How high can the Dow Jones go? 26,000? Or 30,000 as President Donald Trump has suggested? Why not even further?
In the current heady climate it’s easy to get carried away, especially given that President Trump’s tax reforms are still to take effect.
So what is driving Wall Street’s extended bull run? Behind its “Goldilocks effect” is a rarely seen combination of strong economic growth, strong job creation and weak inflation.
No wonder global market sentiment is bullish. The US economy is booming. The good times are here, so let ‘em roll.
So much has market sentiment taken over that even in the face of disappointing Non-farm Payrolls data for December – which revealed the US economy created no more jobs in 2017 than in 2016 – shares on Wall Street still pushed higher.
Yet there are some who are, to say the least, more cautious.
"We're really terrified," Paul Gambles, managing partner at MBMG Group, told CNBC on Friday.
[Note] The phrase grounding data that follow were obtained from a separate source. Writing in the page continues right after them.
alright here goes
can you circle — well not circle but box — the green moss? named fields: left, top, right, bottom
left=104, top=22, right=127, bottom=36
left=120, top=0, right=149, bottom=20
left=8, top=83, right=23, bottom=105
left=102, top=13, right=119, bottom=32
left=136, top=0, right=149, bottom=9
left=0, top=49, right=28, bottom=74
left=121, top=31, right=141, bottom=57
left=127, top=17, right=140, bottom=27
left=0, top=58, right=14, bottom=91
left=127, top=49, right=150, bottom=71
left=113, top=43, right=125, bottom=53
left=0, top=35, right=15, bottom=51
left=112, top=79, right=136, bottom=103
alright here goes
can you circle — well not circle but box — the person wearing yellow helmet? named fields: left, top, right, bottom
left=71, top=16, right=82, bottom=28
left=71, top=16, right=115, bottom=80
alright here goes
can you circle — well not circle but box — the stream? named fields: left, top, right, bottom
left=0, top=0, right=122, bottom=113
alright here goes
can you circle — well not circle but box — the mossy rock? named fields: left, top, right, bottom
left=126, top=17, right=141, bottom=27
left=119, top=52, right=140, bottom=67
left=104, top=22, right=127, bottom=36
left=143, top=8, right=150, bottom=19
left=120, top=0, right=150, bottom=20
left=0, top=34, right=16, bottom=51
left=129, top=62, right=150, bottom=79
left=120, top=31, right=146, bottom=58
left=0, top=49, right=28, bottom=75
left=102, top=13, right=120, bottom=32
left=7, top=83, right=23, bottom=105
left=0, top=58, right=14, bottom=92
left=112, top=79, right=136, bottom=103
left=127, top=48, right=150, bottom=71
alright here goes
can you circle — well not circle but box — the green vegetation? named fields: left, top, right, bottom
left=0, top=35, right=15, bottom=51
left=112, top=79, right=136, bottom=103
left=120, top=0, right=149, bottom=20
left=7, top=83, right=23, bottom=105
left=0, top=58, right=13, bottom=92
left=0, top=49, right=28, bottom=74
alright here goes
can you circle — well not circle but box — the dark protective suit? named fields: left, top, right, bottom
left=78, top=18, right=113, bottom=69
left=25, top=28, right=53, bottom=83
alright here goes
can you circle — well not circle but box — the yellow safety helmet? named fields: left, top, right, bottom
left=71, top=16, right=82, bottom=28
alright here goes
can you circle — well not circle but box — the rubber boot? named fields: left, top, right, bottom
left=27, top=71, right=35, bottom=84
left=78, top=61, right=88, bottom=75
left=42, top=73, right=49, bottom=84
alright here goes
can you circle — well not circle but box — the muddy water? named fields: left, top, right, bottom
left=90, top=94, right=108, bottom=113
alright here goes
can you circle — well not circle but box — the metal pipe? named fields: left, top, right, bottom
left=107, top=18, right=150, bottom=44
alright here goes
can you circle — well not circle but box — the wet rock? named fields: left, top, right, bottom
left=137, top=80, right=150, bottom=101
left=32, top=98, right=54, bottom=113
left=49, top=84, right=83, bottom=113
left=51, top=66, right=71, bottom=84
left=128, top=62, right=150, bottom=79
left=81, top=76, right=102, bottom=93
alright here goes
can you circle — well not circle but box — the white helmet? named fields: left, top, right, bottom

Mr Gambles went on to say the Dow Jones was last at an equivalent level to that of today just before the 1929 Wall Street Crash. He wasn't suggesting this was going to happen now, but the concern remains.
In the five years leading up to the Wall Street Crash, the Dow Jones Industrial Average quadrupled. Elongate the timeline slightly to almost nine years and it has more than done so again – 6,626 in March 2009 to 25,075 last Thursday.
The Dow is also not immune to big swings. Following the financial crisis of 2007, it more than halved in value – dropping from 14,093 in October 2007 to 6,626 in March 2009.
Fast forward to the present day, when the Dow jumped from 24,000 to 25,000 in just 35 days, and maybe Paul Gambles has a point.
The US market rally has now run for more than eight years. President Trump’s tax reforms will surely mean it will go on for sometime still. But how long before people start to really question whether equities are over-priced? And what happens then? A gradual correction or a short, sharp shock?
Meanwhile in London the FTSE 100 is breaking records of its own. But Britain is, as we have been warned by the International Monetary Fund (IMF) as recently as November, in no position to withstand another financial shock at the present time.
And while the FTSE 100 may no longer a reliable indicator of the health of the UK economy, a sharp correction would be far from welcome.
Given the FTSE 100 seems to be rising in tandem with the Dow Jones, and given the parlous state of the UK economy, maybe more people should, like Mr Gambles, be terrified.